Pero la verdad era que, a pesar de todo el entusiasmo, no podía evitar sentirme nervioso. Ser padre primerizo no era algo fácil, y aunque intentaba proyectar calma y seguridad, dentro de mí, el miedo latente se hacía presente de vez en cuando. ¿Sería lo suficientemente bueno? ¿Podría protegerlo, enseñarle y guiarlo de la mejor manera? Todas esas dudas me acompañaban, especialmente cuando veíamos padres con sus hijos pequeños, y la realidad de lo que se avecinaba se hacía aún más tangible.

Un par de semanas después de la noticia, llegó el día de la primera consulta médica. Era la primera vez que veríamos al bebé, o mejor dicho, que lo escucharíamos. Estábamos nerviosos y emocionados a partes iguales. Ivonne se veía hermosa, aunque había empezado a sufrir las primeras náuseas y mareos. Yo, por mi parte, intentaba mantener la calma, pero mis manos temblaban ligeramente mientras conducía hacia la clínica.

Al llegar, nos recibió la doctora, una mujer de unos cuarenta y tantos, con una sonrisa cálida y profesional. Nos llevó a la sala de ecografías y nos explicó cómo funcionaría todo. Ivonne se recostó en la camilla, y me tomó la mano con fuerza. Podía sentir cómo le sudaban las palmas, y eso me hizo sonreír. Estábamos los dos en esto, compartiendo el mismo nerviosismo.

—Todo va a estar bien, ¿verdad? —me susurró, mirándome con esos ojos que me habían enamorado desde el primer día.

—Por supuesto —le respondí, apretando suavemente su mano—. Va a ser increíble, ya verás.

La doctora aplicó el gel sobre el vientre de Ivonne y comenzó a mover el transductor. Yo miraba la pantalla, sin entender mucho lo que veía, pero de repente, se escuchó un sonido. Un latido. Fuerte, rápido, como el tamborileo constante de un pequeño corazón. Me quedé congelado en ese momento. No podía creerlo. Ese era nuestro bebé.

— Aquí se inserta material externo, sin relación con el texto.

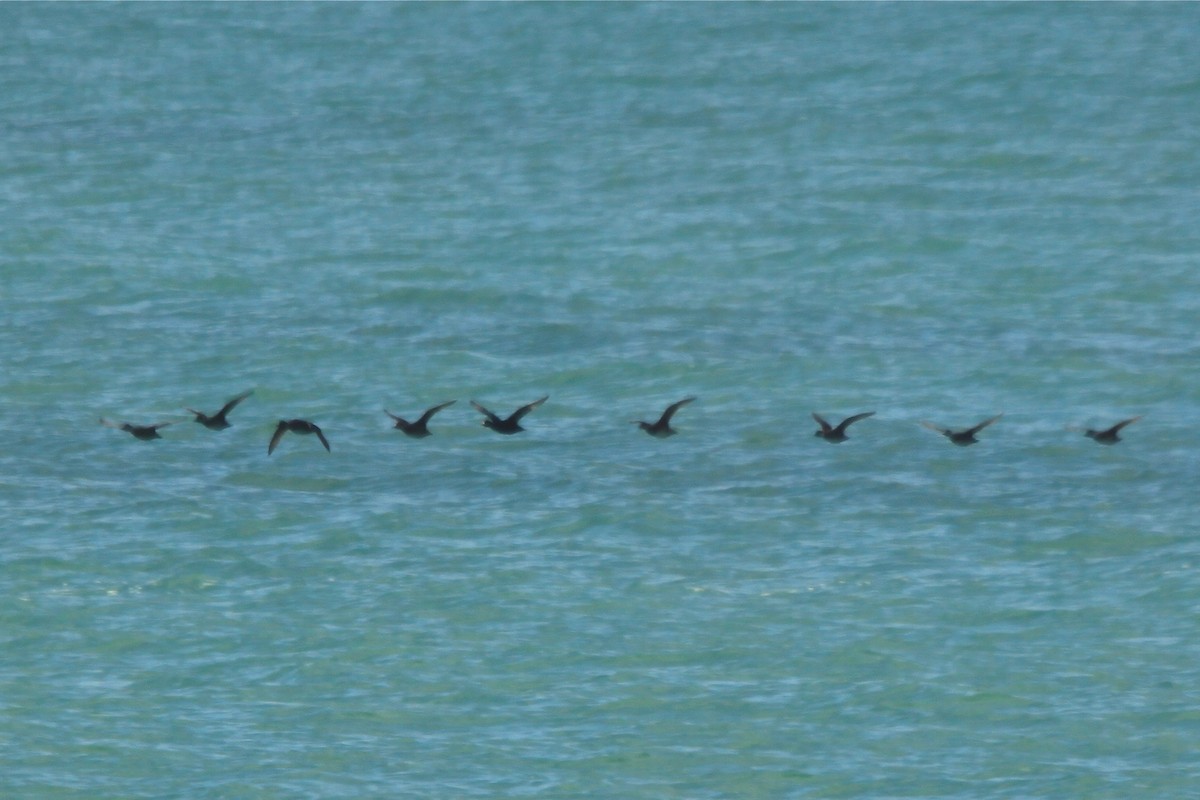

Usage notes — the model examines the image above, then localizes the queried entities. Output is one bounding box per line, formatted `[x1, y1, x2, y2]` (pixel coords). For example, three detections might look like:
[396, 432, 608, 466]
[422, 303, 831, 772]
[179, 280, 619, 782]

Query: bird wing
[505, 395, 550, 422]
[964, 414, 1004, 435]
[1104, 414, 1142, 433]
[838, 411, 875, 433]
[659, 397, 696, 425]
[470, 401, 500, 422]
[219, 389, 254, 416]
[312, 425, 334, 452]
[416, 401, 455, 425]
[266, 422, 288, 456]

—¿Lo escuchan? —dijo la doctora con una sonrisa—. Ese es el corazón de su bebé.

Miré a Ivonne, que tenía los ojos llenos de lágrimas. Apreté su mano con más fuerza, incapaz de decir una sola palabra. Escuchar esos latidos, tan reales y tan llenos de vida, fue el momento en que todo se volvió más concreto. Ya no era solo una idea o una ilusión, era una realidad. Nuestro hijo o hija estaba allí, creciendo dentro de ella.

—Es increíble... —logré decir finalmente, con la voz ligeramente quebrada—. No puedo creer que eso esté pasando.

Ivonne asintió, sin poder articular palabra. Nos quedamos en silencio, escuchando el latido del corazón de nuestro bebé, compartiendo ese momento que no olvidaríamos jamás.